# TPMS disable with vagcom DIY - Touareg



## 4ePikanini (Aug 29, 2007)

I just performed this on my 2005 Touareg R5 to get rid of the annoying TPMS error that keeps buzzing when you start the car - even if it is switched off via the MFI.

*NB : Do this at your own risk!*

1. Pull the number 24 5Amp fuse located on the left side of the vehicle for right hand drives and throw it in the ashtray as a spare fuse.. 



















Switch the car on but don't start it.
Connect your vagcom cable and open VCDS

I used an ebay cable and VCDS version 4 . something 

Use the options in VCDS to make sure you connect - see Ross-Tech for more details.

Go to "Select Control Module"










Go to "19 - CAN Gateway"









Make a note of the soft coding to be on the safe side - in my case it is 0000006.

Click on "Recode - 07"









Make sure the coding is the same as the one you noted in the above step.

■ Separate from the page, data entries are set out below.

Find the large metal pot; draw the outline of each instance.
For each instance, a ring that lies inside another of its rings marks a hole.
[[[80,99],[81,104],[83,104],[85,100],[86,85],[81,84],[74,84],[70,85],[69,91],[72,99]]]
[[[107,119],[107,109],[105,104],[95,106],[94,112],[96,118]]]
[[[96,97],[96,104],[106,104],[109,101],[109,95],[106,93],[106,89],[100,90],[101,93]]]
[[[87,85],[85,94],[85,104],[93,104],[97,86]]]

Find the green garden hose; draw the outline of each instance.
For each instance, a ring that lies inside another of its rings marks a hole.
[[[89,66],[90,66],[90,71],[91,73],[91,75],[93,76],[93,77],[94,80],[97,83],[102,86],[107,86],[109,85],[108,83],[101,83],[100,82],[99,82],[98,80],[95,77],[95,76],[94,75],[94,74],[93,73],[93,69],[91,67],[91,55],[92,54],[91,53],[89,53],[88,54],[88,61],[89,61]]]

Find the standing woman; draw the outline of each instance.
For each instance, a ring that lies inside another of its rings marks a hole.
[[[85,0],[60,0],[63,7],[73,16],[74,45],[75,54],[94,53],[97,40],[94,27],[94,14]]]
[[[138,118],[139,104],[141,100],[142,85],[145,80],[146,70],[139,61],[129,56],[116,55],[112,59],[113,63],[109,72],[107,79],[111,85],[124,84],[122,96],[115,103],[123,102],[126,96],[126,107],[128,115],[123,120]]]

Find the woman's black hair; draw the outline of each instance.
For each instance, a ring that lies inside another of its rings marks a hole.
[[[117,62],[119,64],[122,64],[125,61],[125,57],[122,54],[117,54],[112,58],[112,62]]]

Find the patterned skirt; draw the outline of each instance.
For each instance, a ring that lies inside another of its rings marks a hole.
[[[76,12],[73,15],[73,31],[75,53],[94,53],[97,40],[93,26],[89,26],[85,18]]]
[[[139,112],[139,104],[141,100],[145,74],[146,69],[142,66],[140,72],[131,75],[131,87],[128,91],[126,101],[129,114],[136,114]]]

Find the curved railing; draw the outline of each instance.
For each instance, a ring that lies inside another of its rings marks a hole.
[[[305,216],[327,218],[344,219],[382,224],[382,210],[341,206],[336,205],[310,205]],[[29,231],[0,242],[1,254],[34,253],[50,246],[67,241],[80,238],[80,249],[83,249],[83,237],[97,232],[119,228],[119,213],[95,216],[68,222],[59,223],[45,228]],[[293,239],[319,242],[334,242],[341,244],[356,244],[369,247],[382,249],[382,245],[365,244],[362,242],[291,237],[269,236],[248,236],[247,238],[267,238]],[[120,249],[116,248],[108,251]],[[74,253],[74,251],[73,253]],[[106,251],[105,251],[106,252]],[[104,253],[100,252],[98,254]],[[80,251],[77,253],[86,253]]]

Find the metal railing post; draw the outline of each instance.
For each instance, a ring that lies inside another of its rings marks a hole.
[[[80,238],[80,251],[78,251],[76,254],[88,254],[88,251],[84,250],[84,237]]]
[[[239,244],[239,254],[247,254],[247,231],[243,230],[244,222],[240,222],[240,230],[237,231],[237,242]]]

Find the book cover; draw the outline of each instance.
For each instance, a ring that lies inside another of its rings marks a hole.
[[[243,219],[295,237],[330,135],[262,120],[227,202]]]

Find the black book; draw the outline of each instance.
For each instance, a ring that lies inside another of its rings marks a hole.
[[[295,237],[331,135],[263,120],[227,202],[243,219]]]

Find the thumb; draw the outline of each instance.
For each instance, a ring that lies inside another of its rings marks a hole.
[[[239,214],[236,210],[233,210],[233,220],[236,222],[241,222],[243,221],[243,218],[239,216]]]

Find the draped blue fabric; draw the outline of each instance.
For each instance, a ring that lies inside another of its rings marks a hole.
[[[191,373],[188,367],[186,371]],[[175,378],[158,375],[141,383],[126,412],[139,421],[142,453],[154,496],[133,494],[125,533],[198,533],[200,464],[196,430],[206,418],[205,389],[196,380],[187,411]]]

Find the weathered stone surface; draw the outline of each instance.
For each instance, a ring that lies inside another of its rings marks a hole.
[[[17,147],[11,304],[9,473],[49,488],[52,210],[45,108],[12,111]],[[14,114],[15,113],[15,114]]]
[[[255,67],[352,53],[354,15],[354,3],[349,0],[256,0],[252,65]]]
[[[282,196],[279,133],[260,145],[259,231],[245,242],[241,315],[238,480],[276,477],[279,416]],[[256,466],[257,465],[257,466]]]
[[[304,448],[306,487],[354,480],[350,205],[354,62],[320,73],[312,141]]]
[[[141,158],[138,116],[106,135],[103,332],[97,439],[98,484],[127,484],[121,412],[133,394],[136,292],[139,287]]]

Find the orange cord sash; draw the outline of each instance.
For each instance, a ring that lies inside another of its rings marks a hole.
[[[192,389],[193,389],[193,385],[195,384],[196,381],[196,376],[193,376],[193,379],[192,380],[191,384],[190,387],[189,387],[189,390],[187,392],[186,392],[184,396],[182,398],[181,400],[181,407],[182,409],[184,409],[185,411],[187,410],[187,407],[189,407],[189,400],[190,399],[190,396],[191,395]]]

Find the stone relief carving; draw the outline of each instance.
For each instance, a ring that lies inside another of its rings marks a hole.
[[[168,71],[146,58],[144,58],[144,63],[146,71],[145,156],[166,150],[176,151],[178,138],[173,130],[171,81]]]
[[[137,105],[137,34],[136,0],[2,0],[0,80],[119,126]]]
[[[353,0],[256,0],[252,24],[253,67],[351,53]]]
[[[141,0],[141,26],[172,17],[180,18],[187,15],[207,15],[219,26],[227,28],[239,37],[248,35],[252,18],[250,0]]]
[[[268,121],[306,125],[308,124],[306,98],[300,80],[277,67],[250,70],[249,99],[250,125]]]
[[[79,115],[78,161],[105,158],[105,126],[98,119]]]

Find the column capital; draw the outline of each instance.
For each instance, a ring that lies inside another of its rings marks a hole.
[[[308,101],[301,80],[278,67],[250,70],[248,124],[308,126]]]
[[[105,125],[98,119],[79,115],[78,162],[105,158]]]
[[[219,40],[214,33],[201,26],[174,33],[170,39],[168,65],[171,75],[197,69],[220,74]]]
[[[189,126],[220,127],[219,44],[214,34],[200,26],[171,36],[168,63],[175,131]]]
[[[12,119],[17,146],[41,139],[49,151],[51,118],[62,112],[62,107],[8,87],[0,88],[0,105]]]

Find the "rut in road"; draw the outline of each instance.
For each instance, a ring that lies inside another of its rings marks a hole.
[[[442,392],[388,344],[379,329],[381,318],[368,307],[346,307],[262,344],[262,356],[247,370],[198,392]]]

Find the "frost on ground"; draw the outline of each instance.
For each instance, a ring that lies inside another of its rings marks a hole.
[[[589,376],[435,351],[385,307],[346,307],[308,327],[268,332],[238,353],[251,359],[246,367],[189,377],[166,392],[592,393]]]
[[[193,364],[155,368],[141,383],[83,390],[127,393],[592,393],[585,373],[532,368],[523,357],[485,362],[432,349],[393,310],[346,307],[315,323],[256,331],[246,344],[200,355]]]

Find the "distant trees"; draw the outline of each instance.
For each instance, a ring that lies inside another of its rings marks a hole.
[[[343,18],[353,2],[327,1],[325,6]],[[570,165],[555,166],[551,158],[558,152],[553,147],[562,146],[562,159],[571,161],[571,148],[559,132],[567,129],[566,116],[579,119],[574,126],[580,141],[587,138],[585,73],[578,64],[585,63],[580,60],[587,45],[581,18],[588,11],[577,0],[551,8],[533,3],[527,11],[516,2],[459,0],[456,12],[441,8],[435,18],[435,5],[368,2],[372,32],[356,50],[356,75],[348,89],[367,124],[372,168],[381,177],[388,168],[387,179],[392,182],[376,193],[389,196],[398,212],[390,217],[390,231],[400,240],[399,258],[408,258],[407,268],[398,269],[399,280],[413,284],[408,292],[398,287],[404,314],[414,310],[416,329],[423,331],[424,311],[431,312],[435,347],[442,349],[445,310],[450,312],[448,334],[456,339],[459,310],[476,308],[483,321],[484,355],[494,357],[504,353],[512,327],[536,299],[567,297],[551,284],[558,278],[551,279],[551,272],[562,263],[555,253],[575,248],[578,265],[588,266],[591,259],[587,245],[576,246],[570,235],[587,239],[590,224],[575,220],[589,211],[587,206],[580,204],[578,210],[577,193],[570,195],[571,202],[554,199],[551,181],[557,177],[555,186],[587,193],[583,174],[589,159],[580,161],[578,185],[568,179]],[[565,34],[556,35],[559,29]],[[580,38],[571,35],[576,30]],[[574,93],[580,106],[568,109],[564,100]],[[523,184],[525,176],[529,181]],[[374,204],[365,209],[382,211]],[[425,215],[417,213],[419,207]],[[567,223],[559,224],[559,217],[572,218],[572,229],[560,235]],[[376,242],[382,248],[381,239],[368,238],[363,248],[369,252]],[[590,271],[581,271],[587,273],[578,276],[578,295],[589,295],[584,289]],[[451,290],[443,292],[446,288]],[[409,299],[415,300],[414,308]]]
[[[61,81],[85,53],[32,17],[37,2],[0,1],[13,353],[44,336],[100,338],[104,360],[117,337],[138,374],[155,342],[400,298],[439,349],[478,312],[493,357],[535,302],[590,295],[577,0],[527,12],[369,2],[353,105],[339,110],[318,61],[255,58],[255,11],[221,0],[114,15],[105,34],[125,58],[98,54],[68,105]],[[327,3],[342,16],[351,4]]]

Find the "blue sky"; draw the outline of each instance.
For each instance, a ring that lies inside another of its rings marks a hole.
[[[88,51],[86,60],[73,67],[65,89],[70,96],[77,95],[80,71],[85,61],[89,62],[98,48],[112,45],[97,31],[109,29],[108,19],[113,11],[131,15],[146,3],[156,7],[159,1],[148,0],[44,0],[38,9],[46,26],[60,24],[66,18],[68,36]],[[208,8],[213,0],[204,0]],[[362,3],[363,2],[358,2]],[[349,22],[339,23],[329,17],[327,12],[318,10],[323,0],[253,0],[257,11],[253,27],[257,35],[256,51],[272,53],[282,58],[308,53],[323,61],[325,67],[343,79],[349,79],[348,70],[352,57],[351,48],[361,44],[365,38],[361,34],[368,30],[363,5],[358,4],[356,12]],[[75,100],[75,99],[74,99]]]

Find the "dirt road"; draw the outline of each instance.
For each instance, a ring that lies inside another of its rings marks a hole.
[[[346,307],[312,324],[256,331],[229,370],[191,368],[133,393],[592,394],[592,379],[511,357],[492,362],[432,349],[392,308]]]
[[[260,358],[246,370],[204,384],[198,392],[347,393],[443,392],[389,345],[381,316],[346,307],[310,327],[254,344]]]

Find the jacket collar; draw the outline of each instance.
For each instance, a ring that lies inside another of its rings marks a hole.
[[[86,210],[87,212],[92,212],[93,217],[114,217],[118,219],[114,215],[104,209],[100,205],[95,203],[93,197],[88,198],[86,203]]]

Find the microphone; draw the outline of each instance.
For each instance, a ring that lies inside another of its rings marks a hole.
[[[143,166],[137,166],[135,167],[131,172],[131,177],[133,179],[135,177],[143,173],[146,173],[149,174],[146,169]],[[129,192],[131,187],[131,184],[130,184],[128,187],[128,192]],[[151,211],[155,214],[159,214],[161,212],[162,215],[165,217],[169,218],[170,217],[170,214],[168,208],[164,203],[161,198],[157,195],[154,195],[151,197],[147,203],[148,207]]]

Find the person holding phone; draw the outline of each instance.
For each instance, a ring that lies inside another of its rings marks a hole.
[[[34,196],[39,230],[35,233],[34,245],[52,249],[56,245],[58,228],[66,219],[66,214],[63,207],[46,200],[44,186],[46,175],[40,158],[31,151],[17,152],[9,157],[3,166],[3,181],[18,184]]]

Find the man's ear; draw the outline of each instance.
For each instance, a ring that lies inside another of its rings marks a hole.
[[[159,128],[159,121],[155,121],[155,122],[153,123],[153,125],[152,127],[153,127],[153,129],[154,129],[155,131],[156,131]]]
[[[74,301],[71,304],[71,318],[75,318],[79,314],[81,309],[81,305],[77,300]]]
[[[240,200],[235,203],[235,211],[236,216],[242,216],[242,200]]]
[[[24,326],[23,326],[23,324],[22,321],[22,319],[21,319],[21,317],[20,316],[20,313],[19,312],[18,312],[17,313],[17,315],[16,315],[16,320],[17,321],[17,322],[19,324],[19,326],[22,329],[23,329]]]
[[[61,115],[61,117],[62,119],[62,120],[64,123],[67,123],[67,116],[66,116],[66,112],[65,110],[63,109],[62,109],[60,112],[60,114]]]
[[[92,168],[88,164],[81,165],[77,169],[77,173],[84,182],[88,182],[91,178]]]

DO NOT change it. It stays the same. It makes the car relearn what modules are in the car and with the fuse unplugged it doesn't see the TPMS control module so disables it.

Click on "Do it!". (*NB : Own risk remember*)









That's it. Cycle the key Off and On. There should be no warning or icon for the TPMS in the MFI display.

If you want to get it fixed in future you can reactivate it by following these steps again but plugging in the fuse instead of unplugging it.

;D


----------



## jalisco (Sep 1, 2010)

Thank you so much! 👍🏻


----------